Hello!
Im making a 3D game and trying to make an animation for enemies when they receive a hit.
This is my Enemy "Skull" scene setup

The animation changes the position of the Body mesh (not the entire enemy scene) so it "vibrates"
The animation also makes the albedo color of the mesh material switch back and forth from a red color so it "blinks".

The problem is when i attack a Skull the animations plays normally but all other Skulls also change color (but not position).

My guess is all Skulls share the same mesh instance, so changing its property will affect all Skull instances.
What could be a good fix for this problem? Should i make all instances of the mesh unique? Can i do that from code? Is there a better approach?

  • xyz replied to this.
  • "local to scene" flag only works for scenes instantiated at runtime via PackedScene::instantiate(). It won't work for instances manually placed in the editor. So for each such instance you need to either make the resource unique by gui-clicking, or duplicate the resource from a script at startup as z80 suggested. Only that I'd do it from within the scene itself.

    However, this is not very smart for a setup like yours since you have the material assigned directly to the mesh resource. This means you'd need to duplicate the mesh data too which is a massive overkill and defies the purpose of using the mesh instance node in the first place.
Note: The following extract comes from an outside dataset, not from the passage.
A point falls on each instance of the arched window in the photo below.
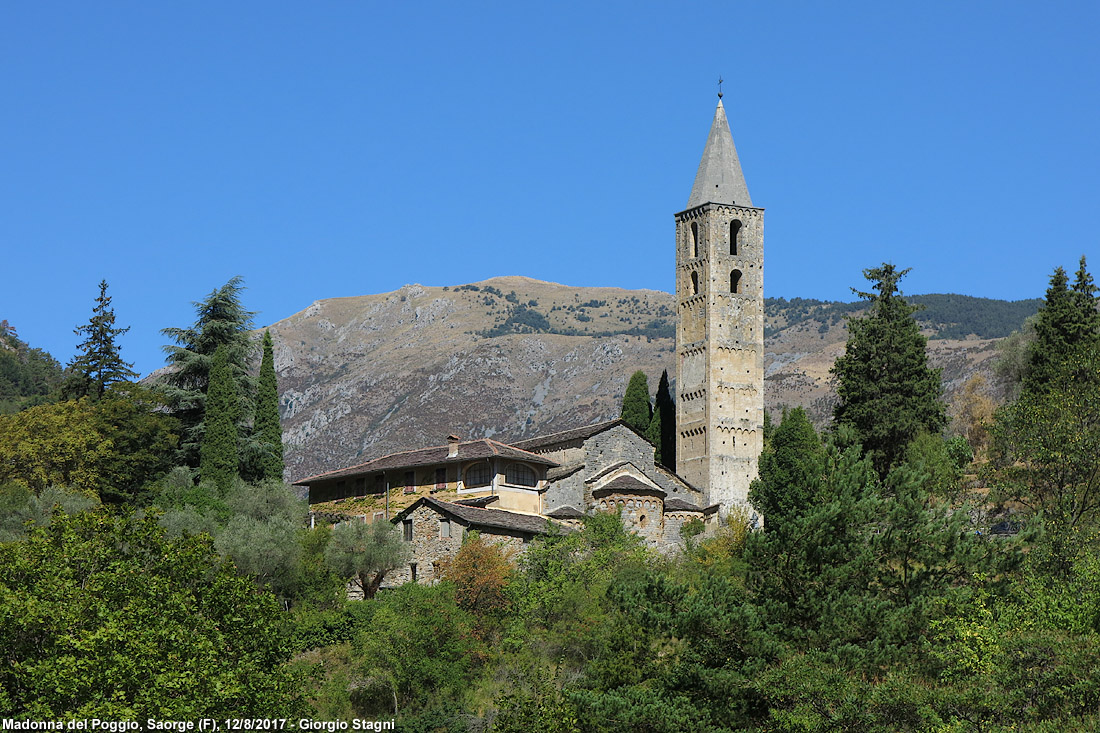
(735, 229)
(479, 474)
(519, 476)
(735, 281)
    But. As this is a very common problem, the MeshInstance3D node has material overrides which do respect "local to scene" flags for assigned material resources. So instead of assigning the material directly to the mesh, assign it either to:

    • surface overrides if you have multiple materials per mesh
    • or to global material override if you only have a single material

    Now the assigned material(s) will be duplicated per manually placed instance if material's "local to scene" flags is set to true. It will, of course, work for runtime instances too.

    Cabeza
    If I had a penny for every time I said this... 😃

    Enable material resource's local_to_scene flag. That way, every time the scene is instantiated, the resource will be duplicated, making it unique for that instance. Otherwise all instances will hold a reference to the same resource object, so changing it via one instance will apparently change it in every other too.

    Don't feel too bad. I just learned that flag existed. I've right clicked the material inside the mesh and hit "make unique" for every single mesh in a scene up until now.
    It's a solution, but @xyz's is better in most cases.

      packrat i didn't know about that flag. I've enabled it but the problem persists.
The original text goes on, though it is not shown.